President-elect Joe Biden’s pick to lead the Department of Homeland Security, Alejandro Mayorkas, is best known for overseeing the implementation of Deferred Action for Childhood Arrivals during his time in the Obama administration.

Mayorkas, 61, was described by a former DHS official as a “centrist,” but compared to the Trump White House’s immigration policies, Mayorkas’s strategies have sided with immigrants of various backgrounds, while President Trump’s policies have clenched down against many forms of legal and illegal immigration.

Mayorkas was tasked with carrying out the executive branch’s DACA memo within 60 days so that illegal immigrants who were brought to the United States as children could apply for two-year reprieves from deportation and receive the ability to work in the country. More than 800,000 recipients have flowed through the program since its 2012 inception.

In 2017, Trump’s Attorney General Jeff Sessions announced the program was being gutted. He called on Congress to create a law to codify the program on the basis that Obama’s action violated the law. Sessions argued that this type of immigration decision must be set by Congress, not the White House. The program has been in limbo for several years due to DHS’s attempts to block recipients from renewing their protections.

Mayorkas, the deputy secretary in Obama’s second term, told PBS in 2017 that the “ideal solution would, in fact, be the passage of legislation along the lines of the DREAM Act that has been pending over and over again throughout the years that would give them a more permanent solution to their presence here in the United States.” He said the policy ought to be expanded to allow more people to be protected, and Biden has vowed to reinstate DACA by late April.
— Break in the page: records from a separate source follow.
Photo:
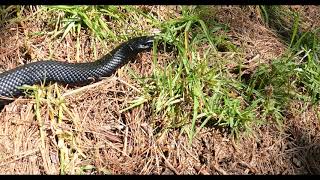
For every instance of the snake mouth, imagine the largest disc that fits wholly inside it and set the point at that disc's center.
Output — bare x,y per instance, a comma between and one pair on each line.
147,43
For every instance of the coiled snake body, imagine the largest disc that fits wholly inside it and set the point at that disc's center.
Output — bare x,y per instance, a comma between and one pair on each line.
71,73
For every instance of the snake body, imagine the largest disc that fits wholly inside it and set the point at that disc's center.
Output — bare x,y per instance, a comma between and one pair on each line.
71,73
Mayorkas is a Cuban immigrant who was brought to the U.S. by his refugee parents as a baby. During his eight years as a DHS official in the Obama administration, the annual cap on refugee admittances ranged from 70,000 to 90,000. Under Trump, the yearly limit dropped to between 18,000 and 55,000 per year.

While refugees seek U.S. permission to relocate while still in their country of origin, asylum seekers migrate to the U.S. and seek permission to live here despite not having sought help before leaving their home country. Mayorkas wrote in a Univision op-ed ahead of this past election that Trump’s policies had led to deportations of Cubans seeking asylum at the southern border and Venezuelans who were granted temporary protected status from deportation due to unstable conditions in the South American country.

“Joe Biden has said that, as president, he will swiftly reverse Trump’s policies that have inflicted harm on Cubans, Venezuelans, and many others,” he wrote. “His leadership will bring relief to so many who are suffering from the current inhumane immigration policies that have torn lives and families apart, and allow Cuban Americans to support their families once more. The power of democracy will return in full force visa seekers excluded from Trump administration programs, as well as migrants in foreign countries who want to seek asylum.”

Mayorkas oversaw from 2009 to 2013 the federal agency responsible for legal immigration, U.S. Citizenship and Immigration Services. He created and implemented a program to provide residency in the U.S. for wealthy foreign investors who agreed to create jobs here. A DHS inspector general report in 2015 alleged his involvement in approving petitions for former Gov. Terry McAuliffe, a Virginia Democrat, and others looked suspicious.

Mayorkas reformed USCIS, changing its structure and focusing on fraud detection among applicants. He created the agency’s Fraud Detection and National Security Directorate to ensure applicants were properly vetted and not bestowed visas or work documents that they were not entitled to. The focus on fraud has also been a leading priority among Trump appointees at USCIS, who launched numerous efforts to protect Americans by implementing policies to mitigate fraud.